5198. Chairman.] You would rather have the regular punishment of the sailors?—A total withdrawal of the men from the place where their slave trading occupation leads them, even if they are not punished in Portugal and Spain, would have a good effect; they would be withdrawn so completely from the line of their ordinary business, that the expense of their finding their way to the Havannah or the Brazils would deter them from engaging in such voyages, except at extravagantly high wages.

5199. Mr. Aldam.] Why could not they work their way back?—But they still would be losing the enormous wages that they would obtain on board a slave ship.

5200. Mr. W. Patten.] Do you happen to know the wages given on board the slave ships?—They vary a little; but the wages of a common sailor I have known to be 5l. a month. I should say a common seaman on board one of those vessels would obtain, taking the value which the slaves fetch, 7l. or 8l. a month on a successful voyage.

5201. Of course, those sailors undertake those voyages, and obtain that enormous remuneration on account of the danger they run to life and limb, from coming into the hands of our cruizers?—Yes; English sailors would, until lately, have been hung if we caught them on board a slave vessel, and, therefore, we see no English sailors in that trade; but you would have men of all nations volunteer into it, if it were not for the danger they ran.

5202. There is nothing in the trade itself, except the danger that they run from our cruizers, which would lead to such enormous wages?—Nothing whatever; they may be exposed to very great inconveniences, and if you increase the inconveniences in the way I proposed, the wages would double, probably; the rate of wages depends upon the danger and inconvenience.

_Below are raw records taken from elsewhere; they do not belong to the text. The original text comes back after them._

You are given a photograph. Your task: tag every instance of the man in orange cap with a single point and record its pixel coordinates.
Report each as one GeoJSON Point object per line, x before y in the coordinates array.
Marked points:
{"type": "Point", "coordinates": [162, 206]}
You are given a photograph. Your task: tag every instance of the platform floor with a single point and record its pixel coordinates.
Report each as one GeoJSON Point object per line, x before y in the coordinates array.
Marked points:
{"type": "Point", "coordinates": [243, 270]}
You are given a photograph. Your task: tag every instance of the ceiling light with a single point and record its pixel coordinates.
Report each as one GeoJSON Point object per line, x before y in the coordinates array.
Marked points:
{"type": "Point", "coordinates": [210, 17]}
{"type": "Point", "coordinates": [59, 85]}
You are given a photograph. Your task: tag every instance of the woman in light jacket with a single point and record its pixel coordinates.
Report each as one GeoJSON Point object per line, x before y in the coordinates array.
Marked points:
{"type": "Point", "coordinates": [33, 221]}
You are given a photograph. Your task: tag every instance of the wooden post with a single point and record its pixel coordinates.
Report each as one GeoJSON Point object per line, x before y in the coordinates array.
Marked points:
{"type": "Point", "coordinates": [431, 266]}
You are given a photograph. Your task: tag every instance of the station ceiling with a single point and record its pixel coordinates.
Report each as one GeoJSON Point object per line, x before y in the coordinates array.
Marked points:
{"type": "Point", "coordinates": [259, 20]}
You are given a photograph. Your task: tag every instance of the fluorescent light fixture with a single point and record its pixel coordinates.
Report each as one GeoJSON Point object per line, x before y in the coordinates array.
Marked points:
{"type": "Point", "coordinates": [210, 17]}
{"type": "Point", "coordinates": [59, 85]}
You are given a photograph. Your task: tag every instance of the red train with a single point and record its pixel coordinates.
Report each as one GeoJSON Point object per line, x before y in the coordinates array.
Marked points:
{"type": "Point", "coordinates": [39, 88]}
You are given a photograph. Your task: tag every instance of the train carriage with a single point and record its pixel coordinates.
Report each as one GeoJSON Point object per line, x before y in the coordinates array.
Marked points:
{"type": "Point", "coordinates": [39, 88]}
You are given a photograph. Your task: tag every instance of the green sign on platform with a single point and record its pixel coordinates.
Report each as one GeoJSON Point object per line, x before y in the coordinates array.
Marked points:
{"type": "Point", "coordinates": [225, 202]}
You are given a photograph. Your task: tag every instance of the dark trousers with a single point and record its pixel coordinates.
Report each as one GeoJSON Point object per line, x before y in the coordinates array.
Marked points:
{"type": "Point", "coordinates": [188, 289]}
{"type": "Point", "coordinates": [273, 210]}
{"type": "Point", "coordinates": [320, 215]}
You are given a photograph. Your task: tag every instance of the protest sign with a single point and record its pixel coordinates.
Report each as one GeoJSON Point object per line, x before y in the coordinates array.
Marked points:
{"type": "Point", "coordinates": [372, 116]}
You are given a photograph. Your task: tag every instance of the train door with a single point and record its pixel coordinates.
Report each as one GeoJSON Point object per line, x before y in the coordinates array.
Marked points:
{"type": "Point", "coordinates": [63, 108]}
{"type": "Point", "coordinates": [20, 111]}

5203. Do you think that all the parties usually engaged in the slave trade are perfectly aware that they run the risk of being put on shore in case of capture, and of having to undergo great peril of their lives before they can return to their homes?—It is known in all the slaving ports; it has been the universal practice ever since the cruizers were on the station to land the crews; indeed it cannot be otherwise with the small vessels that we have on the coast. To venture to take fifty or sixty scoundrels like the crews of those vessels, on board such a ship, would be madness.

5204. Have you had your attention called to the very great hardship which some of those crews have sustained when put on shore?—It has not come before me in any way whatever; I have no knowledge of it at all; I attended this Committee some time ago, and I heard of one case, where it was mentioned that they were starved, but that is the only case I have heard of.

5205. Can you suggest any alteration by which they could be put on shore and subjected to very great personal inconvenience, without the dreadful loss of life that we have heard of?—I think they were as badly off when they were landed at Prince’s, which is a Portuguese settlement, as they are at any other place.

5206. Would it increase the expenses very materially, or be a very material inconvenience, to fix upon certain points of the coast at which the crews could be landed before the vessels were sent to Sierra Leone for judgment?—I do not think it could be done; it would take the cruizer out of his ground, and would inconvenience him greatly; the object is to keep the vessel efficient for the cruize, and keep him on the ground; an empty vessel might run out, in order to be taken, while the full slaver got away.

5207. If the regulation were adopted, that a cruizer taking a slaver in certain districts, which should be detained, should be obliged to land the crew at particular places; would that be practicable?—I do not think it is possible.